Afran kızın yaşadıklarının yine de ağır şeyler olmadığını düşünerek baktı bir süre ve "Kız" dedi, sıradan bir sesle. Aklındaki tüm düşünceler tek bir korku balyozu ile darmadağın oluyordu her gözleri daldığında. Hayatı boyunca yaptığı tüm hataların, tüm günahların hesabını verebilirdi kendince ama ya sevdiği kadına yaptıkları?

Görmeyen gözlerle çevirdi başını ve yeşilliğin akıp gittiği parklara, beton binalara ve yağan bembeyaz kara baktı. Bu kar bile acıtacak bir anı saklıyordu her bir tanesinde. "Ne yapacağım ben?" derken içinden konuşmadığını yanında ki kızın "Köşeye sıkışmış bir Soykamer! Garip" diyerek sorgulayıcı bakışlar atmasından anladı.

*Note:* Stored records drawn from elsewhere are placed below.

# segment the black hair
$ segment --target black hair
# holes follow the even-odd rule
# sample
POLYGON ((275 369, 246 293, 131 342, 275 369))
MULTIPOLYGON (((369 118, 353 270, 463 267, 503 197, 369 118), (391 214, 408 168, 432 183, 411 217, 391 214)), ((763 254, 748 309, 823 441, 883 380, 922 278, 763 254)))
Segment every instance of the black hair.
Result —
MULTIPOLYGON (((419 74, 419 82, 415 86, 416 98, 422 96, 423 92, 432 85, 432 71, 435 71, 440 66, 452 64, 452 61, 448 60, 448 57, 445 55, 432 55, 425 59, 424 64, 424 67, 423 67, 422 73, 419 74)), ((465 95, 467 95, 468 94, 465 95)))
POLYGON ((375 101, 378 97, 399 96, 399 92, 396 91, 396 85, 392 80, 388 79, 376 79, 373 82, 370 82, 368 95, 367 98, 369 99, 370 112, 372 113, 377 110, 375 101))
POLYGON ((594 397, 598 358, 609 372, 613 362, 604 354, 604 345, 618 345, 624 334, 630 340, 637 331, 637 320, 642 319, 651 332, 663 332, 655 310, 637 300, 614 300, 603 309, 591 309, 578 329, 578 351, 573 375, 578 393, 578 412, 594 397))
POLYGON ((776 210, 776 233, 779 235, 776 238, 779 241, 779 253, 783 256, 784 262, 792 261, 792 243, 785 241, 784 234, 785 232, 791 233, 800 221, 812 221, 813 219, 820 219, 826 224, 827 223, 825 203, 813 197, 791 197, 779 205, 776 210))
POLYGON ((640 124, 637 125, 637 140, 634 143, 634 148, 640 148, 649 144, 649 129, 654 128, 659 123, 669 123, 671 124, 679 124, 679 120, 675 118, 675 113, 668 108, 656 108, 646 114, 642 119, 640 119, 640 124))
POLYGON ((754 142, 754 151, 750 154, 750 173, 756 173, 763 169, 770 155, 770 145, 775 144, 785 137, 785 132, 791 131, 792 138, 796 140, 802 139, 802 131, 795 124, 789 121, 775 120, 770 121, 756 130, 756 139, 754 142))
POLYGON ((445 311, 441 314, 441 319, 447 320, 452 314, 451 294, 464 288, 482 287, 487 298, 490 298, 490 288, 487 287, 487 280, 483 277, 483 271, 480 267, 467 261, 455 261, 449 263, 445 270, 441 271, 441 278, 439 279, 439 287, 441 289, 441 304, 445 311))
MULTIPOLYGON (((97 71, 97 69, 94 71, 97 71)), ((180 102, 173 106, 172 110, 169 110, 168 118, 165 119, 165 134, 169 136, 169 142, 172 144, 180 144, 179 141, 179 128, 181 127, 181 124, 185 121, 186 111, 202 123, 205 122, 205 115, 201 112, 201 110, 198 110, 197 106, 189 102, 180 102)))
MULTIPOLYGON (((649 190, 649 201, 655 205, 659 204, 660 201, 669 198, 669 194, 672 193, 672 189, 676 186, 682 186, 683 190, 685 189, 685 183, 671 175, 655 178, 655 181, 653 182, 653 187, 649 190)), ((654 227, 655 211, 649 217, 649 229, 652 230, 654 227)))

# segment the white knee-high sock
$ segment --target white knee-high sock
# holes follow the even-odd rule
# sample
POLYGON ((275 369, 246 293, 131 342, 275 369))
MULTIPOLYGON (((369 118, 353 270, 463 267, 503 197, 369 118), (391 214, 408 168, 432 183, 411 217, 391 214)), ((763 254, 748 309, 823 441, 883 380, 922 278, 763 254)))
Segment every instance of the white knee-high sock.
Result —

"Köşeye benden çok sıkışan bir Köksal mı dedi bunu? Emrah hiç görmediği kızının yaşadıklarını öğrendiğinde sana olan aşkını taze tutacak mı çok merak ediyorum?" Kızın solan yüzünden ağır bir darbe indirdiğini anlayan Afran'ın gözleri eziciydi. "Seni şimdi konağa götüreceğim, kimse ile konuşmayacaksın ben bebeği getirene kadar anlaşıldı mı?"